Originally Posted by
duffer1960
Does the trailer cause the back tire to break loose & swing out? Or what...? It's a concern.. I tow one. I'm a heavy guy so maybe less likelihood of problems than for a lightweight pilot? I'm thinking: avoid braking hard with the front wheel, use the back more forcefully than w/o the trailer.
The quicker I need to slow, the more I brake with the front where the most braking force is located. I've felt the bike begin to feel a little light in the rear at times, but it's never been uncontrollable. And I've laid some pretty long skids foolin' around with a 14 1/4', 75 lb. canoe loaded with fishing gear behind my Townie3.
I've also towed some pretty heavy loads on my Burley Flatbed behind my Allez Elite without a problem.
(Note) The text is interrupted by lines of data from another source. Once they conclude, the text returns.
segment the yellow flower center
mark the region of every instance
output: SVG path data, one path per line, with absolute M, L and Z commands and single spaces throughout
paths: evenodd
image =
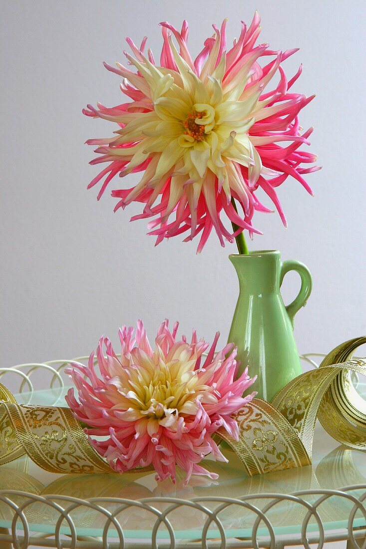
M 196 141 L 202 141 L 203 139 L 204 126 L 197 124 L 196 122 L 197 119 L 202 119 L 202 113 L 190 113 L 183 122 L 185 129 L 185 134 L 191 136 Z

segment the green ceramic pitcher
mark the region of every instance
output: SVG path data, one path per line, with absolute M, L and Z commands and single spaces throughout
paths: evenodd
M 239 297 L 229 341 L 237 345 L 239 372 L 248 366 L 251 377 L 257 375 L 251 390 L 270 401 L 289 382 L 302 373 L 293 334 L 293 318 L 312 290 L 312 277 L 298 261 L 281 261 L 276 250 L 233 254 L 229 259 L 239 279 Z M 285 306 L 280 289 L 284 277 L 296 271 L 301 288 Z

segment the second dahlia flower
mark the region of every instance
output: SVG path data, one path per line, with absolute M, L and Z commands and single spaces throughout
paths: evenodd
M 158 60 L 151 50 L 144 54 L 146 37 L 140 48 L 127 38 L 133 55 L 124 53 L 137 72 L 119 63 L 117 68 L 104 64 L 121 77 L 121 90 L 130 100 L 112 108 L 88 105 L 84 111 L 119 127 L 114 137 L 87 141 L 98 145 L 100 155 L 91 164 L 108 164 L 89 187 L 105 178 L 99 199 L 117 174 L 143 172 L 136 186 L 112 194 L 119 199 L 115 210 L 133 201 L 144 205 L 131 220 L 153 218 L 148 227 L 157 243 L 186 231 L 185 240 L 191 240 L 202 232 L 200 251 L 213 228 L 223 246 L 244 230 L 251 236 L 259 233 L 252 223 L 253 214 L 270 211 L 258 198 L 259 188 L 286 225 L 275 189 L 289 176 L 312 193 L 303 176 L 318 169 L 307 167 L 317 157 L 299 147 L 309 144 L 313 128 L 303 132 L 298 114 L 314 96 L 291 89 L 301 66 L 289 80 L 282 68 L 296 49 L 256 45 L 259 23 L 257 13 L 248 28 L 242 23 L 231 48 L 226 20 L 221 29 L 214 25 L 213 36 L 194 60 L 187 46 L 187 22 L 180 32 L 162 23 Z M 267 90 L 276 75 L 278 81 Z M 225 227 L 222 214 L 234 232 Z
M 175 482 L 178 465 L 186 482 L 192 473 L 217 478 L 198 464 L 208 454 L 227 461 L 212 435 L 223 427 L 237 440 L 231 416 L 252 400 L 255 393 L 242 395 L 255 380 L 247 370 L 235 379 L 236 350 L 229 344 L 215 354 L 218 333 L 210 347 L 195 332 L 190 343 L 177 339 L 178 328 L 176 323 L 170 332 L 163 322 L 153 349 L 141 321 L 135 335 L 132 327 L 124 326 L 120 358 L 109 339 L 99 342 L 100 374 L 93 353 L 87 366 L 73 363 L 66 370 L 79 393 L 77 401 L 70 389 L 66 401 L 87 424 L 94 448 L 116 471 L 152 465 L 157 480 L 170 477 Z

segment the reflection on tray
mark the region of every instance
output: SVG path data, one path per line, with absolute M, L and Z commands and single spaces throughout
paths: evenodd
M 248 477 L 243 472 L 235 455 L 230 455 L 230 464 L 220 464 L 210 461 L 210 470 L 220 475 L 219 481 L 213 481 L 202 477 L 192 478 L 187 486 L 184 485 L 182 473 L 178 475 L 177 483 L 172 484 L 168 479 L 157 484 L 154 473 L 125 473 L 93 475 L 65 475 L 45 485 L 27 472 L 27 459 L 20 460 L 8 466 L 0 467 L 0 490 L 18 490 L 39 496 L 58 495 L 65 496 L 58 502 L 67 506 L 68 497 L 90 500 L 93 498 L 118 498 L 120 500 L 143 500 L 146 498 L 178 498 L 189 501 L 193 498 L 203 500 L 202 505 L 214 508 L 219 503 L 207 502 L 209 497 L 237 498 L 258 494 L 258 498 L 251 503 L 263 508 L 270 500 L 259 499 L 264 493 L 271 494 L 290 494 L 293 492 L 318 489 L 337 489 L 340 486 L 366 483 L 366 479 L 361 473 L 357 462 L 364 453 L 357 450 L 340 446 L 330 452 L 319 463 L 316 468 L 312 467 L 289 469 L 266 475 Z M 362 458 L 361 458 L 362 459 Z M 362 461 L 360 461 L 360 463 Z M 312 496 L 313 501 L 319 496 Z M 11 496 L 18 506 L 25 501 L 24 497 Z M 205 501 L 206 498 L 206 501 Z M 162 511 L 171 503 L 154 502 L 153 507 L 158 512 Z M 323 522 L 339 521 L 348 518 L 353 504 L 344 498 L 333 497 L 327 500 L 319 508 Z M 103 507 L 113 511 L 118 506 L 115 502 L 103 502 Z M 47 503 L 35 501 L 24 511 L 29 523 L 54 525 L 59 517 L 57 509 Z M 274 527 L 286 525 L 301 524 L 306 515 L 304 507 L 296 502 L 282 501 L 269 510 L 266 515 Z M 0 519 L 11 520 L 14 512 L 4 502 L 0 502 Z M 97 510 L 86 507 L 79 507 L 70 513 L 77 528 L 102 529 L 106 522 L 105 516 Z M 239 505 L 223 506 L 219 516 L 225 530 L 245 530 L 252 527 L 256 516 L 253 512 Z M 186 530 L 189 524 L 191 530 L 202 530 L 207 515 L 185 505 L 169 514 L 169 519 L 176 532 Z M 141 507 L 132 506 L 124 509 L 118 514 L 121 525 L 128 530 L 151 531 L 156 520 L 156 514 L 145 511 Z M 21 525 L 19 524 L 21 528 Z M 214 528 L 214 525 L 213 526 Z M 113 527 L 112 527 L 113 528 Z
Part of what Chicagoan ran into may have to do with the type of pavement he was on. When I was living on Okinawa it didn't take long (one rain) for me to discover that those roads are
very slippery when wet. I later came to understand it's due to the crushed coral they use in the asphalt. There was a road near where I grew up that had crushed shell in it. That road was also
very slippery when wet.
I have found the rear wheel doesn't have much braking power wet or dry, with or without a trailer, before locking up and losing traction, which reduces braking effectiveness. I only use the rear brake when I want to slow gradually.
Originally Posted by
duffer1960
So... does the rule of thumb for automotive trailers apply to bikes? 10% of the weight of the trailer on the tongue?
Yes, the rule of thumb is 10-15% of the total trailer weight on the tongue for single axle trailers with a ball and coupler hitch. And yes, I have also found that to be true for bikes and trailers. It's not so pronounced with a shorter and lighter trailer, i.e. my golf clubs on my Burley Flatbed, but a long and heavy trailer, like a 14+', 100+ lb. loaded canoe, will have a much more pronounced affect on the bike, making it unstable even trying to ride a straight line on a flat road if the trailer is loaded wrong.
Now there are trailer hitches and there are trailer hitches, and what I have found is that a hitch that connects lower on the bike at the axle is inherently more stable than a hitch that connects to the seatpost. My Wike Woody Wagon that my canoe or kayak ride on connects to the seatpost, which makes load distribution in the trailer much more critical for an safe, stable and enjoyable ride.
But that's not to say there's anything inherently wrong with a seatpost hitch. I will tow, and have towed, my canoe 3- almost 20 miles to go hunting and fishing. I just distribute the load so it feels a wee little bit heavy on the hitch. It's one of those things that get easier with practice, (cooler goes here, backpack goes here, shotgun goes here, anchor goes here, fishing rods go here, etc.) so play around with it a little bit.